Linguamatics
- Company type: Private company
- Industry: Software
- Founded: 9 July 2001; 24 years ago
- Headquarters: Cambridge, UK
- Revenue: ▲£9.1 million (2017)
- Number of employees: 94 (2017)
- Parent: IQVIA
- Website: www.linguamatics.com

= Linguamatics =

Linguamatics, headquartered in Cambridge, England, with offices in the United States and UK, is a provider of text mining systems through software licensing and services, primarily for pharmaceutical and healthcare applications. Founded in 2001, the company was purchased by IQVIA in January 2019.

==Technology==

The company develops enterprise search tools for the life sciences sector. The core natural language processing engine (I2E) uses a federated architecture to incorporate data from 3rd party resources. Initially developed to be used interactively through a graphic user interface, the core software also has an application programming interface that can be used to automate searches.

LabKey, Penn Medicine, Atrius Health and Mercy all use Linguamatics software to extract electronic health record data into data warehouses.

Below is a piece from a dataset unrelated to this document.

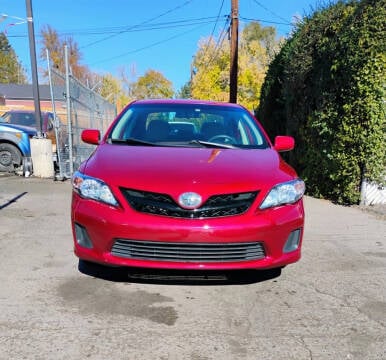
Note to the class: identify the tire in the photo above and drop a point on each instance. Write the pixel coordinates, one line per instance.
(10, 157)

Linguamatics software is used by 17 of the top 20 global pharmaceutical companies, the US Food and Drug Administration, as well as healthcare providers.

==Software community==

The core software, "I2E", is used by a number of companies to either extend their own software or to publish their data.

Copyright Clearance Center uses I2E to produce searchable indexes of material that would otherwise be unsearchable due to copyright.

Thomson Reuters produces Cortellis Informatics Clinical Text Analytics, which depends on I2E to make clinical data accessible and searchable.

Pipeline Pilot can integrate I2E as part of a workflow.

ChemAxon can be used alongside I2E to allow named entity recognition of chemicals within unstructured data.

Data sources include MEDLINE, ClinicalTrials.gov, FDA Drug Labels, PubMed Central, and Patent Abstracts.